“The ‘secret’ of Donald Duck’s voice is really just muscle control that you have to develop, like lifting weights or whatever,” explains voice actor Tony Anselmo. “You have to contort your mouth in a certain way, and the muscles have to be strong enough to stay contorted, so you can lock into it and concentrate on acting, rather than ‘doing’ the voice.”

Anselmo has been providing Donald’s semi-intelligible quacks for more than two years. His commentary as Donald ties together “Down and Out With Donald Duck,” an hourlong special made from re-dubbed bits and pieces of old Disney cartoons that airs tonight at 8 on NBC.

Clarence Nash, who died in 1985, did the voice for more than 50 years, starting with “The Wise Little Hen” (1934), Donald’s debut film.
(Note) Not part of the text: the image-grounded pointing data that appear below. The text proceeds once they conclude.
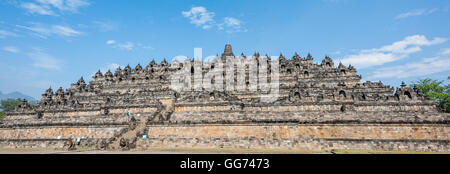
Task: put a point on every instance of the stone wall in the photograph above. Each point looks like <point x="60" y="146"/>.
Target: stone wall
<point x="405" y="137"/>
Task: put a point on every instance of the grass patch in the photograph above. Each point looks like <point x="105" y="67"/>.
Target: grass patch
<point x="351" y="151"/>
<point x="195" y="150"/>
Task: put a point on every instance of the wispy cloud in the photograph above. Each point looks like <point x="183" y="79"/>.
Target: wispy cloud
<point x="424" y="67"/>
<point x="11" y="49"/>
<point x="200" y="17"/>
<point x="203" y="18"/>
<point x="5" y="34"/>
<point x="231" y="25"/>
<point x="389" y="53"/>
<point x="127" y="45"/>
<point x="109" y="42"/>
<point x="45" y="30"/>
<point x="44" y="60"/>
<point x="416" y="12"/>
<point x="445" y="51"/>
<point x="104" y="26"/>
<point x="48" y="7"/>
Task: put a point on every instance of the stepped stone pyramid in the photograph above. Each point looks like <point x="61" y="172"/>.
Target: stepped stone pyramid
<point x="318" y="107"/>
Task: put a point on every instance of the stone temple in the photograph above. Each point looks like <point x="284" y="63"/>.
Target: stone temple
<point x="319" y="106"/>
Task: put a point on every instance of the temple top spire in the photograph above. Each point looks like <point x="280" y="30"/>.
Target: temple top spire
<point x="228" y="51"/>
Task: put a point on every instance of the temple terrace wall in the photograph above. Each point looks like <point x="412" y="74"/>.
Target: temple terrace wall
<point x="404" y="137"/>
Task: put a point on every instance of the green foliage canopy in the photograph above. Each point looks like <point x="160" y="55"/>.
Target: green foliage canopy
<point x="8" y="105"/>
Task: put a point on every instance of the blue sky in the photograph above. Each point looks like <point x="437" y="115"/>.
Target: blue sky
<point x="53" y="42"/>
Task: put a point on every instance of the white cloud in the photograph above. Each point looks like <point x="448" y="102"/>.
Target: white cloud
<point x="127" y="45"/>
<point x="231" y="25"/>
<point x="109" y="42"/>
<point x="203" y="18"/>
<point x="45" y="61"/>
<point x="389" y="53"/>
<point x="37" y="9"/>
<point x="44" y="31"/>
<point x="425" y="67"/>
<point x="416" y="12"/>
<point x="11" y="49"/>
<point x="445" y="51"/>
<point x="5" y="34"/>
<point x="48" y="7"/>
<point x="104" y="26"/>
<point x="64" y="31"/>
<point x="200" y="17"/>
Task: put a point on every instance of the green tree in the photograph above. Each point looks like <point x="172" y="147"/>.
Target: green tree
<point x="435" y="90"/>
<point x="8" y="105"/>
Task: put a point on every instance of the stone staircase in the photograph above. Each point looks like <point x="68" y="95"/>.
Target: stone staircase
<point x="127" y="140"/>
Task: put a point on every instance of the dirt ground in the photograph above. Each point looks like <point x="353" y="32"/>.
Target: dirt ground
<point x="199" y="151"/>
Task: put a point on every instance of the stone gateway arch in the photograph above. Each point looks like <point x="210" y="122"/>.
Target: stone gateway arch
<point x="319" y="106"/>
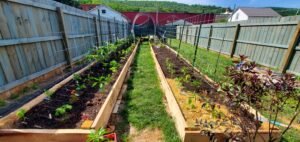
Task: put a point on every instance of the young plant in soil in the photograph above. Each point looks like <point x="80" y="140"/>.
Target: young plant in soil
<point x="97" y="136"/>
<point x="170" y="67"/>
<point x="70" y="99"/>
<point x="62" y="110"/>
<point x="249" y="85"/>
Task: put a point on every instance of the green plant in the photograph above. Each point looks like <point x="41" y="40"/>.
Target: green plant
<point x="100" y="81"/>
<point x="60" y="111"/>
<point x="48" y="93"/>
<point x="170" y="67"/>
<point x="77" y="77"/>
<point x="191" y="102"/>
<point x="113" y="66"/>
<point x="97" y="136"/>
<point x="21" y="114"/>
<point x="14" y="96"/>
<point x="80" y="87"/>
<point x="2" y="103"/>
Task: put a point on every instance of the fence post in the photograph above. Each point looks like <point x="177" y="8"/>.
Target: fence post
<point x="100" y="30"/>
<point x="236" y="35"/>
<point x="65" y="39"/>
<point x="115" y="24"/>
<point x="291" y="49"/>
<point x="97" y="31"/>
<point x="109" y="32"/>
<point x="187" y="34"/>
<point x="209" y="37"/>
<point x="180" y="38"/>
<point x="196" y="45"/>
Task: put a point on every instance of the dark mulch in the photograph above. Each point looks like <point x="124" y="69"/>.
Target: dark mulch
<point x="89" y="100"/>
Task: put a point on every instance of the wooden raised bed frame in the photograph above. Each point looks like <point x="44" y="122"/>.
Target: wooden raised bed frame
<point x="63" y="135"/>
<point x="190" y="134"/>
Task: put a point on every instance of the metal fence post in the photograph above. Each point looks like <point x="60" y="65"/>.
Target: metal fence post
<point x="97" y="31"/>
<point x="196" y="44"/>
<point x="236" y="35"/>
<point x="209" y="37"/>
<point x="115" y="24"/>
<point x="100" y="25"/>
<point x="180" y="38"/>
<point x="291" y="49"/>
<point x="109" y="32"/>
<point x="65" y="39"/>
<point x="187" y="34"/>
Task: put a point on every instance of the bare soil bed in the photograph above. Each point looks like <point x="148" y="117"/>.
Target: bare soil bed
<point x="202" y="106"/>
<point x="85" y="103"/>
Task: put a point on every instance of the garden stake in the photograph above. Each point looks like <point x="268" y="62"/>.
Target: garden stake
<point x="196" y="45"/>
<point x="218" y="59"/>
<point x="180" y="39"/>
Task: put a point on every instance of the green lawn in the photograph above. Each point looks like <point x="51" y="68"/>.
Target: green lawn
<point x="144" y="106"/>
<point x="206" y="61"/>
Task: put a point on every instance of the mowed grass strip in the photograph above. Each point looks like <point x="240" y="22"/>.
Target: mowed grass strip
<point x="144" y="107"/>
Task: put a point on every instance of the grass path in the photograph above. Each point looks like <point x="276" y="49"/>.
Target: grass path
<point x="144" y="107"/>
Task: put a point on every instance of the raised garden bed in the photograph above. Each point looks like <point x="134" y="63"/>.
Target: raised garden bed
<point x="196" y="105"/>
<point x="70" y="109"/>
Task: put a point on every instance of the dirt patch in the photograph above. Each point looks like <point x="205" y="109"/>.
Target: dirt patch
<point x="146" y="135"/>
<point x="86" y="102"/>
<point x="202" y="105"/>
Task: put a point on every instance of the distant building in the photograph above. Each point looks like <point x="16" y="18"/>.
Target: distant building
<point x="164" y="18"/>
<point x="247" y="13"/>
<point x="105" y="11"/>
<point x="179" y="23"/>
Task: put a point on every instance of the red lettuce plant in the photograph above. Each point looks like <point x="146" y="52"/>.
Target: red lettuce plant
<point x="250" y="86"/>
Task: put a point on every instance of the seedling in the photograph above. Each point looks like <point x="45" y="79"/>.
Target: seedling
<point x="77" y="77"/>
<point x="80" y="87"/>
<point x="100" y="81"/>
<point x="191" y="102"/>
<point x="48" y="93"/>
<point x="97" y="136"/>
<point x="21" y="114"/>
<point x="170" y="67"/>
<point x="60" y="111"/>
<point x="2" y="103"/>
<point x="73" y="99"/>
<point x="14" y="96"/>
<point x="113" y="66"/>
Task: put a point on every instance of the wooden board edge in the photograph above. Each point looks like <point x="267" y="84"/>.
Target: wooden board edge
<point x="11" y="117"/>
<point x="173" y="106"/>
<point x="104" y="113"/>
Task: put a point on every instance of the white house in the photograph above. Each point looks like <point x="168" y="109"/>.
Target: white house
<point x="179" y="23"/>
<point x="108" y="12"/>
<point x="246" y="13"/>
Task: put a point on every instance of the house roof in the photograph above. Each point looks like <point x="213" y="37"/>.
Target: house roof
<point x="259" y="12"/>
<point x="179" y="22"/>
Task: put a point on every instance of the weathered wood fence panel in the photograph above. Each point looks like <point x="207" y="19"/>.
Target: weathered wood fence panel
<point x="32" y="38"/>
<point x="265" y="41"/>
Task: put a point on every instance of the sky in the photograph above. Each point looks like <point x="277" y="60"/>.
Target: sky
<point x="245" y="3"/>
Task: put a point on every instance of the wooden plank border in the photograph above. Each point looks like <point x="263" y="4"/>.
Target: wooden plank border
<point x="63" y="135"/>
<point x="190" y="134"/>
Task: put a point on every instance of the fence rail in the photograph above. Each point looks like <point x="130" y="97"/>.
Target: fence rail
<point x="38" y="36"/>
<point x="273" y="43"/>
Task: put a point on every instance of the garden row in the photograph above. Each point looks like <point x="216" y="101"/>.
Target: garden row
<point x="204" y="112"/>
<point x="214" y="65"/>
<point x="79" y="103"/>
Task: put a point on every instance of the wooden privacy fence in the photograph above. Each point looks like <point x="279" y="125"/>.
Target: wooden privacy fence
<point x="273" y="43"/>
<point x="38" y="36"/>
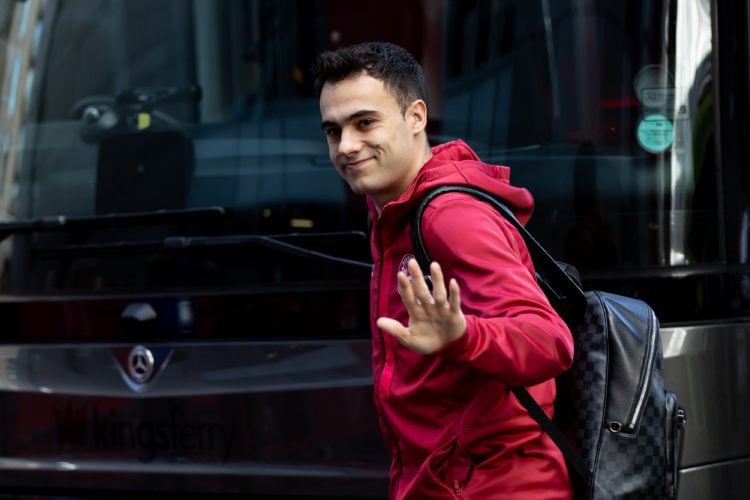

He began grooming Anselmo as his successor shortly after the young artist joined the Disney animation staff in 1980. Both an animator and an actor, the 27-year-old Anselmo talked about his work in a recent interview, answering some questions in his own voice and some in Donald’s.


“I was always doing crazy voices and distracting my classmates in school, and when I was at CalArts I did the voices for almost everybody’s animated films,” he says. “But Donald was one I couldn’t do--Clarence explained how, but it took me about a year to get it. Every time I saw him on the lot, I’d say, ‘How’s this?’ and he’d say, ‘No, a little higher--keep practicing.’ ”

At a time when most actors want to make their work distinctive, Anselmo tries to avoid adding any individual touches. He concentrates on making his performances match Nash’s as perfectly as he can:

“I really feel like I’m the keeper of the keys. We established that voice and we want to keep it the same--it can’t sound like an imitation. So instead of making it my own, I try to do it the way Clarence would or, better yet, the way Donald would. I’ve got a photographic ear: If I hear something twice, I’ve got it. I’ve seen all the old cartoons a million times, so when I have a problem with how to say a word, I can remember how Clarence said it in another cartoon.”

Anselmo’s careful mimicry stands in marked contrast to the less satisfactory performances by the new artists who dubbed the voices of the other classic Disney characters in “Down and Out.” Mickey Mouse, Goofy and Black Pete sound only vaguely like the old cartoons, and Ludwig Von Drake, Donald’s eccentric Viennese uncle, isn’t even close.

When Mickey starts to recount all the trouble Donald’s temper has caused, the Duck gives the best line in the show: “Uh-oh, Big Ears is gonna snitch on me.” Anselmo sounds exactly like Nash: It’s the Donald Duck audiences know and love.

But voices are only a sideline for Anselmo. Recently promoted to full animator at Disney, he worked on “Mickey’s Christmas Carol” and “The Great Mouse Detective” and is beginning to animate on the studio’s next feature, “Oliver and the Dodger.” He also provided voices for some incidental characters in “Mouse Detective” and “Oliver.”

“Donald is my only real voice love and the one I really concentrate on,” he says. “The others are something I do if I can. They use Donald so seldom that I can animate 8 to 5 and just do a night recording session once or twice a week: It’s really sort of an extra-credit assignment.”

Working with Donald and the other famous Disney cartoon characters is the culmination of a lifelong interest in animation. A self-styled “Disney nut” with a large collection of artwork and memorabilia, Anselmo says he became interested in the medium “not in the womb, but right after that.”

“The first movie I ever saw was ‘Mary Poppins,’ when I was 4,” he recalled. “I was so amazed by what was up on the screen that I remember--even at that age--saying, ‘I want to know how that was done, and I want to do it.’ I’ve never really changed my mind since.”